Talking About My(Space) Generation |
by Roberto Rivera |
A year ago, people around the world were anguished over the plight of Knut, a baby polar bear born at a Berlin Zoo. Knut had been rejected by his mother and an animal rights activist had been quoted in a German magazine as saying, "The zoo must kill the bear. Feeding by hand is not species-appropriate but a gross violation of animal protection laws." Another said that zoo officials "should have had the courage to let the bear die."
As you probably know, it didn't come to this. A worldwide phenomenon called "Knutmania" not only assured Knut's survival, it made him a cash cow (bear?) for the Berlin zoo.
So how is Knut taking his newfound fame? How is he using his second chance at life?
Not well. One of his keepers told the Daily Mail that Knut is a "publicity-addicted psycho" who is "obsessed with the limelight and [howls] with rage when denied an audience." Markus Roebke told the Daily Mail that
"He actually cries out or whimpers if he sees that there is not a spectator outside his enclosure ready to ooh and aah at him.
"When the zoo had to shut because of black ice everywhere he howled until staff members stood before him and calmed him down."
According to Roebke, "'The trouble is that he identifies himself as a human and not as a polar bear. And as long as he is with us he will always think of Thomas Doerflein, the keeper who brought him up when he was a baby, as his father. Knut needs publicity and that must change.'"
Apparently Roebke isn't alone in his assessment of the star's mental health: "In January, a prominent animal conservationist branded him 'an animal psychopath.'"
There's an obvious cautionary tale here: Wait until you see what blogging, MySpace and Facebook do to an entire generation of young Americans.
The solution is obvious: A guest spot on "How I Met Your Mother"! Hey, if it could solve all Brit's problems . . .
http://ukpress.google.com/article/ALeqM5h-zLQh-Aam4b8YfIojpdSAGQlAOQ
Posted by: Gina Dalfonzo | March 28, 2008 at 10:28 AM
My goodness, aren't you humans predictably self-obsessed. Yes, I do want to be able to see you, but it isn't because I want you to "ooh and aah" at me. Please!
Frankly, I couldn't care less about your sentimental regard.
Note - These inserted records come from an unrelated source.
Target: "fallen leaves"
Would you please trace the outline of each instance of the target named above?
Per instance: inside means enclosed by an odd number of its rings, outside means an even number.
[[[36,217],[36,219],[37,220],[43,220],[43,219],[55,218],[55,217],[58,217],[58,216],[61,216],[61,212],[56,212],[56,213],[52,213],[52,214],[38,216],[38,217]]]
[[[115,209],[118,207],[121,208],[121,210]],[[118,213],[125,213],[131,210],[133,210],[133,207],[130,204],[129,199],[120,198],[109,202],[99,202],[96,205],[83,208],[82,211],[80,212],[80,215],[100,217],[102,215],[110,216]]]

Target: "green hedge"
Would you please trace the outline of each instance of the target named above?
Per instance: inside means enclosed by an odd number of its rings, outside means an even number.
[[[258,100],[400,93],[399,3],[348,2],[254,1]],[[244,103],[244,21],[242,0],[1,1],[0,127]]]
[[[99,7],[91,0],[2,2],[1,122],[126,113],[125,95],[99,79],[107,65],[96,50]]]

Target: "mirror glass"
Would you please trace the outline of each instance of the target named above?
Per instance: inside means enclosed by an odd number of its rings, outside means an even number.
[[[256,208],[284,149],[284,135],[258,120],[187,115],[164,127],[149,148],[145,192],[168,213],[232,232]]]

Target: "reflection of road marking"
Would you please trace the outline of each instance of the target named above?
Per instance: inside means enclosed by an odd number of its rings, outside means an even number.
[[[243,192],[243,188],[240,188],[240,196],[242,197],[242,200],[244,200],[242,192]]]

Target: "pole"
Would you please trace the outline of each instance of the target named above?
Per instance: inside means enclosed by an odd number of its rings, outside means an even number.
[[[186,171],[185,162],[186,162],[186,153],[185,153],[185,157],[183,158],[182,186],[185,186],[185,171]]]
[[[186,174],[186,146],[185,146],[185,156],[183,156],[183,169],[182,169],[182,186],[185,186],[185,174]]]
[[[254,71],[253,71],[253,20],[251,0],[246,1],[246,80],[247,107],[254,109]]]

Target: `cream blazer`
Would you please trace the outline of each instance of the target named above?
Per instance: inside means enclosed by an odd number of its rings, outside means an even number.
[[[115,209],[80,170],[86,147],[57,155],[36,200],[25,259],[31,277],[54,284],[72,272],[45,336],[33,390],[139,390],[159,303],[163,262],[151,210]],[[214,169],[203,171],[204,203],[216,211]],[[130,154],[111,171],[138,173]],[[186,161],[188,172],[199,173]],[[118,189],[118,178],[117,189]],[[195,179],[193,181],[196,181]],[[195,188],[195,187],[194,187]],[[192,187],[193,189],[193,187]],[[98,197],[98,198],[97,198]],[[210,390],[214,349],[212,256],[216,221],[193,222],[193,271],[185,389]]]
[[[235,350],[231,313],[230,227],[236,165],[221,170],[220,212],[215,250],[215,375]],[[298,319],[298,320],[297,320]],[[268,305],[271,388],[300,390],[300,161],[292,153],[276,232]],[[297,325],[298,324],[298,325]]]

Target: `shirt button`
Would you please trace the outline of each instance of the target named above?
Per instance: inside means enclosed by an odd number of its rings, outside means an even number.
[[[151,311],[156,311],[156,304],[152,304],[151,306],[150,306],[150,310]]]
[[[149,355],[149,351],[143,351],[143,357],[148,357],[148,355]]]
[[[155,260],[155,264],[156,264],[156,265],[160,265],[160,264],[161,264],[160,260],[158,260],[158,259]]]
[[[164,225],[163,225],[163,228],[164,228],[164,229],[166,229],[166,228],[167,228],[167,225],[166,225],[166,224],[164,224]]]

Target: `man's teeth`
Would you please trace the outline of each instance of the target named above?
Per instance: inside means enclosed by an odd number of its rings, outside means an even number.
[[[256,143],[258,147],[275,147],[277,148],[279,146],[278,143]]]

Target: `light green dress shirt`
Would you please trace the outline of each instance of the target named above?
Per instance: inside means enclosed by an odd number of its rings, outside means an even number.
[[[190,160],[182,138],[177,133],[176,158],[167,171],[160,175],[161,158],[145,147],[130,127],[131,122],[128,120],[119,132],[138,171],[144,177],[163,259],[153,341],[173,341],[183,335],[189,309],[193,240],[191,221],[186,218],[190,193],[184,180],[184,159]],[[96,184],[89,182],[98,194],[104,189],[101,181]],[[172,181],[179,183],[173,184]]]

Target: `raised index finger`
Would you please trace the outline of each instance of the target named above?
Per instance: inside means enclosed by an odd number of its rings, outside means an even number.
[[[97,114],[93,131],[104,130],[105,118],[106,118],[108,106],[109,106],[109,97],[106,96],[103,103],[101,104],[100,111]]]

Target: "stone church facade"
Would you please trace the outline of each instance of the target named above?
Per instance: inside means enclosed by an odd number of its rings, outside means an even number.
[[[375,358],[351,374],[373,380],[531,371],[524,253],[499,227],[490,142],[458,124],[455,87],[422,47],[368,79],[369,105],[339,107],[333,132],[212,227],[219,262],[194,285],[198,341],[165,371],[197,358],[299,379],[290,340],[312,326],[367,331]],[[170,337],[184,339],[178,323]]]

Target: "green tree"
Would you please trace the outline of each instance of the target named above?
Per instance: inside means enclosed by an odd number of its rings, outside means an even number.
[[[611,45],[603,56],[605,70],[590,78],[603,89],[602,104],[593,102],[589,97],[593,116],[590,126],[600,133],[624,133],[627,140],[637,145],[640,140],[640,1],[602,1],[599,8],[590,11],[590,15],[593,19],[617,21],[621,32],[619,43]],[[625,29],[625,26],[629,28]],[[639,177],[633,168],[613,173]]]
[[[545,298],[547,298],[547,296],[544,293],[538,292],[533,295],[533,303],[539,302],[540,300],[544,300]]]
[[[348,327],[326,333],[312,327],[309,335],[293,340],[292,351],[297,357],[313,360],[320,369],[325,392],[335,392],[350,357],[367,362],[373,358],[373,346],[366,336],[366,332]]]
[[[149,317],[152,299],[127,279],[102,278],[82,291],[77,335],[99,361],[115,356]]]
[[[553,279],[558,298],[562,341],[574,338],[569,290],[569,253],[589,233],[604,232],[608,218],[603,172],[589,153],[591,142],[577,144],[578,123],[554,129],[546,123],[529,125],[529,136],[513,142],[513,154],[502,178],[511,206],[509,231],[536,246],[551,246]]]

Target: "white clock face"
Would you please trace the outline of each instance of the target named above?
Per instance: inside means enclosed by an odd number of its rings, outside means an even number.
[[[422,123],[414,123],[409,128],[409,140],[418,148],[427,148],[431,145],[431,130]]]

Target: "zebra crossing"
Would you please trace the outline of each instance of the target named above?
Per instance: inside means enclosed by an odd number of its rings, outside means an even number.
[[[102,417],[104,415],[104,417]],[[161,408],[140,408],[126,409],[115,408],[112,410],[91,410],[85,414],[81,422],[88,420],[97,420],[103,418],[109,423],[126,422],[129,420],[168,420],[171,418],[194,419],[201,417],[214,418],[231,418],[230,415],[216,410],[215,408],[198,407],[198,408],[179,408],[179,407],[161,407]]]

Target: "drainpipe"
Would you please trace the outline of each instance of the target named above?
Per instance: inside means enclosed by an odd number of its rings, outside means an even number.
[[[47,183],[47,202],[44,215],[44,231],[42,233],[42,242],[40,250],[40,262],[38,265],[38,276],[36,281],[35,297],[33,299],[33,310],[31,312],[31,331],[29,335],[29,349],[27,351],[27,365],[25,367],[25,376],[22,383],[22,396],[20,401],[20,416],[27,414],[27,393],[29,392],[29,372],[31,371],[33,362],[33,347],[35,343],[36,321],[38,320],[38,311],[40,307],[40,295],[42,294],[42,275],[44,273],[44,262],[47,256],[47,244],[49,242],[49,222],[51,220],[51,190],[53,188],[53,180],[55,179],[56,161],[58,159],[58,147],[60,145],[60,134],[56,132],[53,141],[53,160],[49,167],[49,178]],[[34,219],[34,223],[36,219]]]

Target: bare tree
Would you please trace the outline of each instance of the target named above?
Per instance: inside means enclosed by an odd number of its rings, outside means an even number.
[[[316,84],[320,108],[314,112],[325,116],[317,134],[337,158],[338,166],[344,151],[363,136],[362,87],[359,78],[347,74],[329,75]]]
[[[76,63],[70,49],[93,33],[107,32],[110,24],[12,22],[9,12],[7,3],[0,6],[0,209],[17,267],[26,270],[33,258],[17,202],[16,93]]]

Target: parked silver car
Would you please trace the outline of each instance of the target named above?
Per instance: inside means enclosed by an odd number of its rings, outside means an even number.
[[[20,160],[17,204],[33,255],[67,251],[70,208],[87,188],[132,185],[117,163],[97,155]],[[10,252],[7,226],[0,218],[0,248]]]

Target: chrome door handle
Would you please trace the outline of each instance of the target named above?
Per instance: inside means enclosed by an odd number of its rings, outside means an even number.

Heck, the "sentimental regard" of humans in my country for David Hasselhoff is enough for me to find the "sentimental regard" of humans worthless, if not downright insulting.
I don't want your regard. I just want you to stand in my view, so that I can imagine eating you.
I mean, DUH, I'm a freaking polar bear.
Posted by: Knut | March 28, 2008 at 11:29 AM
But normal polar bears DON'T do that... you're proving The Point, Knut.
Posted by: Samuel X | March 28, 2008 at 04:54 PM
MMMMmmmm ... grilled Samuel X, some lettuce, and a thick tomato slice between two pieces of bread.
With just a dash of pepper.
MMMMmmmm...
Posted by: Knut | March 28, 2008 at 05:18 PM
Normal polar bears don't eat bread, Knut. And never heard of pepper which is a tropical plant.
They also don't grill their meat.
Posted by: Jason Taylor | March 29, 2008 at 01:18 PM
So, you're saying everyone on myspace facebook or a blog would be better of being killed as an infant? ;)
Why don't they just leave him alone for a while, eventually he'll stop howling and get over it right?